FIGS. 1(a) and 1(b) are radial and axial cross-sectional views, respectively, of a flow diode according to an embodiment of the present invention;
Figure 2 is a longitudinal sectional view of a tank-type fast breeder reactor, Figure 3 is a longitudinal sectional view of a tank-type fast breeder reactor to explain the flow of primary coolant due to failure of the primary main circulation pump, and Figure 4 is a longitudinal sectional view of a tank-type fast breeder reactor. A characteristic curve diagram of the main circulation pump, FIGS. 5(a) and 5(b) are axial cross-sectional views of a conventional structural flow diode, and FIG. 6 is a diagram showing the invention proposed in Japanese Patent Application No. 114588/1983. 7(a) and 7(b) are perspective views respectively showing the overall structure and partial structure of the partition in FIG. 1 in the case of a semiconductor type, and the structure of the diode element in FIG. 8Fi and FIG. 7(b). 9(a) and (b) are cross-sectional views showing the first
A radial cross-sectional view and an axial cross-sectional view of a flow diode according to an embodiment of the present invention when the partition in the figure is a differential pressure operated type, and FIG. 10 shows a practical aspect of the flow diode shown in FIG. FIG. 11 is a perspective view showing another embodiment of a semiconductor type partition. 1...Reactor core, 2...Discharge pipe, 3
...High pressure blennium, 4...Reactor core, 5...Intermediate heat exchanger, 6...Lower blennium, 7...Upper brenum, 10...Suction part, 13...
・Bulkhead, 14...Roof slab, 17・
...Shaft coupling, 18...DC generator, 19...Main motor, 2
1... Diode circuit, 22... Braking resistor, 24...
...Electric output terminal, 25...Permanent magnet, 26...
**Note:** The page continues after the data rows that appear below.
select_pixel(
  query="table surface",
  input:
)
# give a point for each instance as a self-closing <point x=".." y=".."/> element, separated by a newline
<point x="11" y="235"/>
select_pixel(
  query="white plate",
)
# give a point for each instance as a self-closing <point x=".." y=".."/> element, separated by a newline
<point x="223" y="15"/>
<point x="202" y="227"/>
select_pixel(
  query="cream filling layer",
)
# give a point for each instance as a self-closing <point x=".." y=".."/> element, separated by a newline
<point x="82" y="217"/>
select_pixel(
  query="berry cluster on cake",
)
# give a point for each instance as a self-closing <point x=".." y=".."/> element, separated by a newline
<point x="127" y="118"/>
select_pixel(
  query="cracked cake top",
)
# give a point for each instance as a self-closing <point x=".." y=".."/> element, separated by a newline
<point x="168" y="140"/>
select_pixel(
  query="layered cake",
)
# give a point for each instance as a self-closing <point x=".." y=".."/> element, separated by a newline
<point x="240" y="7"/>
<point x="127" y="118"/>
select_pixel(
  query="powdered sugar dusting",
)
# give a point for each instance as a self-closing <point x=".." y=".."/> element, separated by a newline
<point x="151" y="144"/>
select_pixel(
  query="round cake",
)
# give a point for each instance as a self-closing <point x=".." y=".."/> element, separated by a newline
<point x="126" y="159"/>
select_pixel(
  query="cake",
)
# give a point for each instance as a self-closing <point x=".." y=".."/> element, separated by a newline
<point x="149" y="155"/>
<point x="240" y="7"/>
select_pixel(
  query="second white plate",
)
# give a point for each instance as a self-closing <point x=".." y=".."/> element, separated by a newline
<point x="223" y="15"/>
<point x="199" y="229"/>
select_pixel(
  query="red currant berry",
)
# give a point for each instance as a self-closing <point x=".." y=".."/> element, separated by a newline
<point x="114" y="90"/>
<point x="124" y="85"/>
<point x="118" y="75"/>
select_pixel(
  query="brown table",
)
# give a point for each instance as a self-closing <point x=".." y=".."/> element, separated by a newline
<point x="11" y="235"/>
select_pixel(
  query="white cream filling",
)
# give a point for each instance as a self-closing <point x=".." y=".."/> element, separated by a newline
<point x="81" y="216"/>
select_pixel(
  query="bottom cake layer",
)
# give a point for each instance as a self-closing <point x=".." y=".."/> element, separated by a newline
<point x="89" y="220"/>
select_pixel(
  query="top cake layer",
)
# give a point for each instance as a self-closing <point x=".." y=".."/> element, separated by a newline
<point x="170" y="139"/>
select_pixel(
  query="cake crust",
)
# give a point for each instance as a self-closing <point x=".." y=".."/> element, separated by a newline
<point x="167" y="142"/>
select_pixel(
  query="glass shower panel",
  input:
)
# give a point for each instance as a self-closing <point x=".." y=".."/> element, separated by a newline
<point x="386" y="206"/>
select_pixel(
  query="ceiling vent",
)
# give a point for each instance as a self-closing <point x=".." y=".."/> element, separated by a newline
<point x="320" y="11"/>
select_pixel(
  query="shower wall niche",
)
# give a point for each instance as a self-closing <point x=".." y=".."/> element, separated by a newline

・Magnetic material, 27... Partition, 28... Insulating material, 29... Conductive plate, 30... Diode part, 31... Covering material, 32... Piping,
33... Channel, 34-... Insulating material substrate,
35... Rectifier cover, 36... Tungsten (or molybdenum) plate, 37... Copper plate, 3
8... Seal part, 39... Support plate, 40
... pie gas flow path, 41... void part,
42...Diode element. Fig. 1 (α) Fig. 1 (b) Fig. 3 Fig. 4 Fig. 5 (α) (b) Fig. 6'2 I, approx. (b) System 11 diagram

Claims (1)

[Claims] a flow path through which an electrically conductive fluid flows; means for generating a magnetic field within the flow path that crosses the flow of the fluid; and means for generating an induced current in the fluid flowing through the flow path due to the magnetic field. An electromagnetic flow diode comprising a partition installed in a flow path, the partition forming an electrical diode mechanism that allows the induced current to pass in only one direction across the partition.